Updated: Oct 10, 2023

College students throwing graduation caps into the air.

Every generation is unique, shaped by its society, its experiences, its place in history, and the generations that precede it. And, in turn, it shapes the world, communities, and workplaces around it. And so it is with the up-and-coming Generation Z.

Though still relatively young, this generation is already demonstrating wholly unique characteristics that differentiate it from previous generations. More to the point, it will undeniably bring change to the workplace as we currently know it.

We’ve previously explored the characteristics, values, and motivators that make this generation stand out. Now, let’s examine the Gen Z perspective on education: what kind of education they typically seek, the driving forces behind their educational choices, and how the resulting educational trends may affect the workplace.

Educational Drivers

Gen Zs, in general, take education seriously, especially post-high school education. Why? This drive seems to find its roots in the home. Gen Zs by-and-large are more likely than previous generations to live with a parent or parents who attended college. In fact, it’s estimated that 43% of Gen Zs live in a home where at least one parent has earned a Bachelor’s degree. Being born into and raised by a family where secondary and advanced education is valued seems to be a powerful motivator in Generation Z’s pursuit of education.

Degrees Obtained

Gen Zs have an intense drive to obtain and harness the benefits of an advanced education. In fact, Time recently discovered that 64% of Gen Zs consider earning an advanced degree as one of their primary lifetime goals. This means that while Bachelor and Master’s degrees are important to preceding generations, they are even more sought after by Gen Zs. According to recent College Advisor research, Gen Zs are primarily pursuing degrees in Business Administration, Nursing, Engineering, and Computer Science.

Types of Education Pursued

Generation Z is still a relatively young generation, with a majority in or just exiting high school.
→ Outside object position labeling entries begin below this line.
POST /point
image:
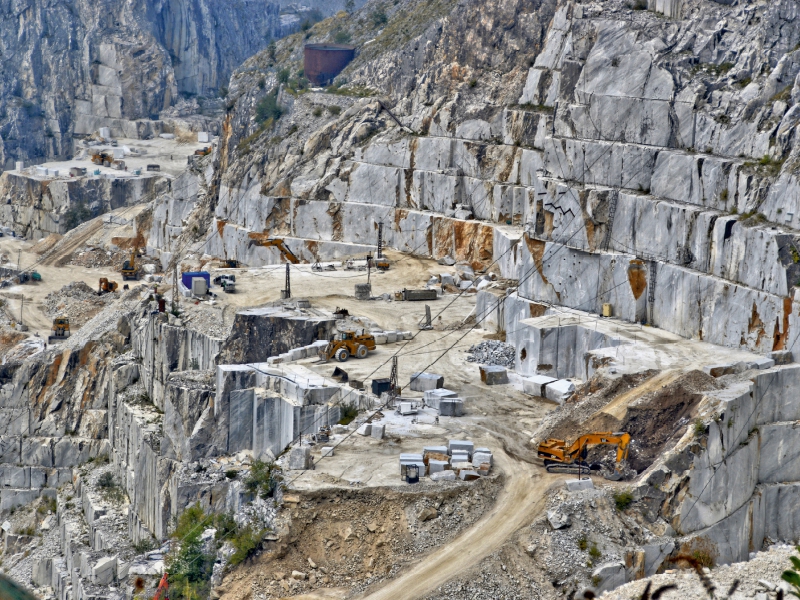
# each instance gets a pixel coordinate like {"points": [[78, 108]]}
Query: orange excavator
{"points": [[280, 245], [163, 588], [562, 458]]}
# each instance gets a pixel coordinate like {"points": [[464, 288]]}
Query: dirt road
{"points": [[523, 497]]}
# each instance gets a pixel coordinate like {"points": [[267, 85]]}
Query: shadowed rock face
{"points": [[72, 67]]}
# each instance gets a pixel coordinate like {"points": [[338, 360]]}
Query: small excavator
{"points": [[107, 286], [102, 158], [562, 458], [280, 245], [129, 268], [347, 344], [60, 330]]}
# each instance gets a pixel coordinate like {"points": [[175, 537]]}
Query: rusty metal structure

Still, Gen Zs are already outpacing past generations in education, with 50% of Gen Z’s predicted to be university-educated as compared to 33% of millennials and 25% of Gen X. The traditional four-year college is still the most favored form of post-high school education, with nearly 51% of Gen Z high school students hoping to attend. For Gen Z, attending a four-year university is essential.

Impacting the Workforce

Gen Z seems intent on making advanced education a greater priority than its predecessors. With more Gen Zs attending or hoping to attend universities than any past generation, we wonder: how will they impact the workforce?

There are, of course, several benefits to having a well educated workforce, like more highly-skilled employees, more innovation and ideation, and, subsequently, increasing profits. In fact, one survey found that higher education among employees influenced an employer’s ability to accomplish organizational goals, including lowering employee turnover, increasing customer satisfaction, improving employee engagement and productivity, and an uptick in profits.

An Employer’s Must-Have

Because the workplace is a complex, multi-generational ecosystem, it’s crucial for an organization to learn and understand the characteristics unique to Gen Z in order to maintain intra-office harmony. And, those employers who make the effort to understand this new generation and are more likely to cultivate a greater harmony – and productivity – in the workplace.

To that end, we’ve crafted Generation Z: An Employer’s Primer to help business leaders, like you, get to know this powerful new workforce. What’s more, this primer is on us.

The future of the workplace will be shaped by this up-and-coming generation – sooner or later. Organizations that invest in understanding Gen Z and its values now may find themselves better able to grow and thrive in the future. Those that don’t, however, may find themselves sidelined and even struggling to survive.